Three: Stop looking for validation. Our lives can be dominated by the need for the approval or admiration of others. This is foolish for one simple reason: others don’t give a shit, and are caught up in their own corresponding anxiety. They aren’t thinking of you all the time. You are only the center of your own universe. So stop caring about what others think of you. It doesn’t matter – unless you take it seriously, in which case you are doomed to unhappiness, as you will be sweating over what you cannot control.

Four: Focus only on what you can control. One sure route to be unhappy is to make your happiness dependent on things you cannot control. You will then feel helpless and exhausted as you are buffeted by the winds of chance. Instead, you should only feel good or bad about events in your immediate control. The rest is what it is. (If you take the route that there is no free will, you could even achieve a Buddhist sort of complete equanimity – or you could just panic. Leave that aside for now.)

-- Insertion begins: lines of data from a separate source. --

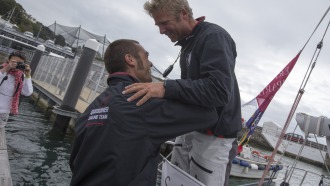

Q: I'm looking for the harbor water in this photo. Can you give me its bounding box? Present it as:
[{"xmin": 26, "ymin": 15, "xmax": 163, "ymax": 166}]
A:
[{"xmin": 6, "ymin": 98, "xmax": 328, "ymax": 186}]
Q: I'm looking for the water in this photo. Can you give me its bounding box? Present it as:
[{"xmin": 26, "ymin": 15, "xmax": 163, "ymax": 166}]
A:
[
  {"xmin": 6, "ymin": 99, "xmax": 73, "ymax": 186},
  {"xmin": 6, "ymin": 98, "xmax": 328, "ymax": 186}
]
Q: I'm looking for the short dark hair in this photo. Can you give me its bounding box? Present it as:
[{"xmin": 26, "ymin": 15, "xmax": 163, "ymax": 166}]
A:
[
  {"xmin": 104, "ymin": 39, "xmax": 139, "ymax": 73},
  {"xmin": 8, "ymin": 51, "xmax": 26, "ymax": 62}
]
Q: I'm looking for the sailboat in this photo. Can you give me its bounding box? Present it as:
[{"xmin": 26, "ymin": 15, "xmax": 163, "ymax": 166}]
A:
[{"xmin": 156, "ymin": 3, "xmax": 330, "ymax": 186}]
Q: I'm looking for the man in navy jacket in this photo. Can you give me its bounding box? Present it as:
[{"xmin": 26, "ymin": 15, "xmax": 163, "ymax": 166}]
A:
[{"xmin": 70, "ymin": 40, "xmax": 217, "ymax": 186}]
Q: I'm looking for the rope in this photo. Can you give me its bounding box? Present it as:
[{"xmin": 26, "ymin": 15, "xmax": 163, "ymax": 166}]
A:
[{"xmin": 258, "ymin": 6, "xmax": 330, "ymax": 186}]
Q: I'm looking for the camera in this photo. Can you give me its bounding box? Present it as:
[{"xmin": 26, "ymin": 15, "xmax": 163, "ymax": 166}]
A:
[{"xmin": 16, "ymin": 62, "xmax": 25, "ymax": 70}]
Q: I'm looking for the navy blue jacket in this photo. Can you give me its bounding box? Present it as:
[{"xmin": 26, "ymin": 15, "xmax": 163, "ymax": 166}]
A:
[
  {"xmin": 70, "ymin": 73, "xmax": 217, "ymax": 186},
  {"xmin": 165, "ymin": 17, "xmax": 242, "ymax": 138}
]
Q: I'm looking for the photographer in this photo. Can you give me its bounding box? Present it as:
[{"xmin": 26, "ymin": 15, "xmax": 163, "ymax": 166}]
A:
[{"xmin": 0, "ymin": 51, "xmax": 33, "ymax": 128}]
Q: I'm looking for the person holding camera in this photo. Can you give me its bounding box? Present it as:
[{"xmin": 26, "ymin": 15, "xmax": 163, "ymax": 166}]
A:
[{"xmin": 0, "ymin": 51, "xmax": 33, "ymax": 128}]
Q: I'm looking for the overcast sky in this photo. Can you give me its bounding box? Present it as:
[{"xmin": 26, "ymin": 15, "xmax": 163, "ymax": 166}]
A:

Five: Focus on process, not outcome. This follows on from the last lesson: you cannot control the outcome, but you can control the process. The happiest writers are those who take joy in the writing, not in the awards or the money. If you are stressed about outcomes, you will spend your whole life stressed, because outcomes are never satisfactory, and when we do get what we want, we immediately revise our expectations. If you just take joy in the simple act of work, and leave aside the results, much of the stress in your life will just vanish.

Six: Focus on the positives. I know people consumed by negativity, who wake up every morning angry and bitter that the world has not given them their due. They are the sole cause of their unhappiness. The world is full of things that can make you either happy or unhappy. Focus on the positives. This creates a virtuous feedback loop: you feel better and work better when you do this, and that creates even more joy for yourself. Cut everything that is toxic and negative out of your life, including people who are always cribbing. Life is too short to spend it sunk in despair. (Some might argue that it is because life is short that we spend it sunk in despair – but you cannot control that.)

Seven: Happiness lies in small things. What makes you happy? If you make it dependent on the fulfillment of big dreams, or the actions of others, you will be chasing an elusive goal. The biggest lesson I have learnt is that happiness lies in small things: the rich taste of strong coffee on a rainy day; a few moments of laughter with friends or loved ones; getting lost in a book, or transported by a song, or giving in to the magic of a film. Look around you, and I’m sure you will find many things that make you feel blessed. What else do you need? Why?